The U.S. Army Corps of Engineers says work will pause in May to avoid disruptions during the summer tourism season.

“Seven Points Recreation Area will remain open to the public, and restrictions on construction or equipment operations will be dependent upon minimizing impacts to those recreating,” the Corps said in a statement. “A secondary and final construction phase will resume after Labor Day, once peak recreation season has concluded.”

Some still worry it could negatively impact tourism. Ellen Gerhart is currently in court with Sunoco over its efforts to use eminent domain to run the pipeline through her nearby property.

“There are people that come out here– this is their summer place to go,” she says. “Tourism is one of the biggest industries in Huntington County.”

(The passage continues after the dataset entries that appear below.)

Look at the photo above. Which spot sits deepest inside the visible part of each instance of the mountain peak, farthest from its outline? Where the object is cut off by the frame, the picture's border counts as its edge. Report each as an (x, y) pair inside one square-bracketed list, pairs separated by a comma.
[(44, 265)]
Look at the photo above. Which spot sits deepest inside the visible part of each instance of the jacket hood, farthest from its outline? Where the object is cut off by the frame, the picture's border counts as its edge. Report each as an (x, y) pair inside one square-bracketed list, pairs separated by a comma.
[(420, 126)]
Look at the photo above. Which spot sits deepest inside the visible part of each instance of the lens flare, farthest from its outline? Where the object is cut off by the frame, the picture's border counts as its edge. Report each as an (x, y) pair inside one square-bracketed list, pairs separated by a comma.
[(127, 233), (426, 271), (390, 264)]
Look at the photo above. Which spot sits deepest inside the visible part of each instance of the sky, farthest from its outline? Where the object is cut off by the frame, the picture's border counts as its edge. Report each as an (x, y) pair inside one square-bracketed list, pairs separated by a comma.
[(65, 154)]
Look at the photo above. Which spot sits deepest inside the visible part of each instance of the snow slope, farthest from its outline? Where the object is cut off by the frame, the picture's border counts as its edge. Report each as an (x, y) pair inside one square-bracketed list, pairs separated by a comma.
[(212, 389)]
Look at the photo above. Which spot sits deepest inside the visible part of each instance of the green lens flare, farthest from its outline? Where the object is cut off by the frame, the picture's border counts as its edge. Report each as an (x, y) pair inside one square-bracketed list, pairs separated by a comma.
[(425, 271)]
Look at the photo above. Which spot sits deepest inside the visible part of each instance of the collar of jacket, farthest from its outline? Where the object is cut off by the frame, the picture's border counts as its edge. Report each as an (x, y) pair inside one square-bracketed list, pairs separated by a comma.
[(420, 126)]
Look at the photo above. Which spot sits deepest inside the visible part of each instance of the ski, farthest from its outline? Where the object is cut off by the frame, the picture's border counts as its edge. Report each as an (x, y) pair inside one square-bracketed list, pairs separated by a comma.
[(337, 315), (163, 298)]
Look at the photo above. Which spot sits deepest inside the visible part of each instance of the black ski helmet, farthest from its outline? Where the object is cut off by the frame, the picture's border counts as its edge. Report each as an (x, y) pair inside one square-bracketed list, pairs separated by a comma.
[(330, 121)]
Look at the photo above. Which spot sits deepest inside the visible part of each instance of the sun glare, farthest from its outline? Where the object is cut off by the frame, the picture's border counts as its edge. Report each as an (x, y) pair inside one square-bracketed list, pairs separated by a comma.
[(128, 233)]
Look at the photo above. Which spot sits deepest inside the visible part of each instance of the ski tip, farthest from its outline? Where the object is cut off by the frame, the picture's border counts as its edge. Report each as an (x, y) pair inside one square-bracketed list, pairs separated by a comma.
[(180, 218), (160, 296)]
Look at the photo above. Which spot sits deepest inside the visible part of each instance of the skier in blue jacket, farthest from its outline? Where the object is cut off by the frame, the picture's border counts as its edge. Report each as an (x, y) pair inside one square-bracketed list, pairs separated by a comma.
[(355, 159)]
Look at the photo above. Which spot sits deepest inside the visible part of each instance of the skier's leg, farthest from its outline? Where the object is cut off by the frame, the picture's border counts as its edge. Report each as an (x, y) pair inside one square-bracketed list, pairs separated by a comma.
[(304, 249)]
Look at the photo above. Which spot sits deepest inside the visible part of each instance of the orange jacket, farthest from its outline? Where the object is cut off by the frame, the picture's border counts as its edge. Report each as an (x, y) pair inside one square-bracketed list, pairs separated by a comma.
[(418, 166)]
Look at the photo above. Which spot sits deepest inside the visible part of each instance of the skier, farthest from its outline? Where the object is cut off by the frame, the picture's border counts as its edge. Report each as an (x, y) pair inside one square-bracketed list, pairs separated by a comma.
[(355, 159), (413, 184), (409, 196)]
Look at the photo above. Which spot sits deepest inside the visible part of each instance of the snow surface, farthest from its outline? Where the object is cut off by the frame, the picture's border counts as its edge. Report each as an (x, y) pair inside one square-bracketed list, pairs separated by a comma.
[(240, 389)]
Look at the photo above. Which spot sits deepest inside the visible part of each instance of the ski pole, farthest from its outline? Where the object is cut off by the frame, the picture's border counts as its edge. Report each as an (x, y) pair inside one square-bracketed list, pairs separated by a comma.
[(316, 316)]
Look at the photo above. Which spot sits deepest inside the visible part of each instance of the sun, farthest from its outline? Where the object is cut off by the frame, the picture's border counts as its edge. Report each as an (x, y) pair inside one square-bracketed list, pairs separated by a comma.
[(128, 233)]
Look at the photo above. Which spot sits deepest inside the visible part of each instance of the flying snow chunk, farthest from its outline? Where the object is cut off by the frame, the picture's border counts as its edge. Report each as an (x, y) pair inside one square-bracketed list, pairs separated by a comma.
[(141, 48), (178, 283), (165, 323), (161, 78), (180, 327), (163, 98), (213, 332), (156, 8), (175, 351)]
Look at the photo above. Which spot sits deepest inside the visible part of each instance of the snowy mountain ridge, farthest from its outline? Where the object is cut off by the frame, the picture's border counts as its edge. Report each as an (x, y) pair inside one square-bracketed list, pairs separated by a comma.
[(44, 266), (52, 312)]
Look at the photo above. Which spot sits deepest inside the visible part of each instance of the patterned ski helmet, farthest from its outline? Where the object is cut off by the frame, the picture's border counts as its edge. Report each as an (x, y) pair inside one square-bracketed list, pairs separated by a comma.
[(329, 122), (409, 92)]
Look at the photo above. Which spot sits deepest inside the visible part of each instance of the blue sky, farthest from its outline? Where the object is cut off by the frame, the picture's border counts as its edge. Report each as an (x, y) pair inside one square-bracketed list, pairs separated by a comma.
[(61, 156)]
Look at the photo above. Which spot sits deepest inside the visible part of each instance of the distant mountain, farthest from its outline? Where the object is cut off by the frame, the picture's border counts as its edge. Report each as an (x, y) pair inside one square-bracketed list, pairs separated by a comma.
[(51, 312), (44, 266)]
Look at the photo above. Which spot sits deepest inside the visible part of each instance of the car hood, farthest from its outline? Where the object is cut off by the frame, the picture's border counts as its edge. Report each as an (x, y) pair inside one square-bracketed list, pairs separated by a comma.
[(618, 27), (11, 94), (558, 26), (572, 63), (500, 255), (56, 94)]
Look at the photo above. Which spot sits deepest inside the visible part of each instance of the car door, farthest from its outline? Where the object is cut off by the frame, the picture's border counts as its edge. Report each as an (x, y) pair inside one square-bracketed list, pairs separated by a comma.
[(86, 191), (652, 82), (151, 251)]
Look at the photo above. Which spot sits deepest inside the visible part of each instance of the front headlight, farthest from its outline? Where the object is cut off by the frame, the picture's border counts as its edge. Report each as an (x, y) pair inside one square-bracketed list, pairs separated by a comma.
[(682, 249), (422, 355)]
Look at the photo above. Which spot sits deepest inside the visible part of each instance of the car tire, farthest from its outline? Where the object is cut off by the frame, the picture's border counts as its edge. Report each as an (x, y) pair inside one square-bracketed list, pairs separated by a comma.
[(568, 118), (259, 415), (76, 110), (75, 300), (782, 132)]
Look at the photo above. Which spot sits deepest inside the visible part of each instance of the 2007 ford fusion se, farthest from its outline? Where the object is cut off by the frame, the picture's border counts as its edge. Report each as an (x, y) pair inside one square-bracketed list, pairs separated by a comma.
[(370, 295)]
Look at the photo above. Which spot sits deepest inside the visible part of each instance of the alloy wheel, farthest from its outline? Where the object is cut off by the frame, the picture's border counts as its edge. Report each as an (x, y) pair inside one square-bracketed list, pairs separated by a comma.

Editor’s Note: The Clean Air Council and friends are all gentry class ops funded by the Haas and Heinz families that also fund StateImpactPA, the news op doing everything it can to make this a big story. It’s all one combined effort and the Haas family is also effectively in control of the Philadelphia Inquirer as well. It’s how fractivism is done; one giant political octopus controlled by two elitist families who made their wealth in manufacturing. That wealth is now being squandered by the trust-funder generations on special interest projects intended to create their own separate legacies at the expense of everyday Americans who must work for a living.

clean air council

Joe Minott

Moreover, the Clean Air Council, like so many of these special interest groups is run by one of these gentry class types; Joseph Otis Minott, Esquire, a descendant of wealth himself who has never done much of anything else, unless you count the classes he’s taught on “environmental violence.” Minot is a perfect example of the modern environmental activist, who’s motivated more by the aesthetics and the privileges of class than anything else. He doesn’t even claim to have anything of substance to offer, priding himself, rather, on his anger. Here’s, in fact, how he described himself in the Villanova School of Law Docket in 1985 (ironically alongside an article about the need for more ethical lawyers):

“Joe Minott, a Villanova graduate, was pleasantly surprised to see so many Villanova students in attendance at the public interest workshop, especially when the workshop for business law was going on at the same time. He remained suspicious, however, and said “I think some of you probably jus want to see what a public interest lawyer looks like before you join your big corporate law firm!” Joe finds public interest law rewarding because it is public interest clients who most need help. He admits it can be frustrating. It’s ironic, but when people are paying you $150 an hour they listen to you. If they don’t pay you at all, they push you do it their way. The Clean Air Council brings him in close contact with the press which he feared at first. He thought he wouldn’t have accurate, substantive answers at his fingertips when they asked questions. But he need not have feared. He said, “The press isn’t interested in substance, they want an angry public interest lawyer. And I do that very well.”

clean air council

Frankly, there’s no better explanation of how fractivism operates than Minott’s. It’s all about the anger. Accuracy and substance are irrelevant. He was wrong about one thing, though. His Clean Air council doesn’t serve the needy. Rather, it serves his own gentry class; the wealthiest upper crust of Pennsylvania who pay it very big bucks indeed.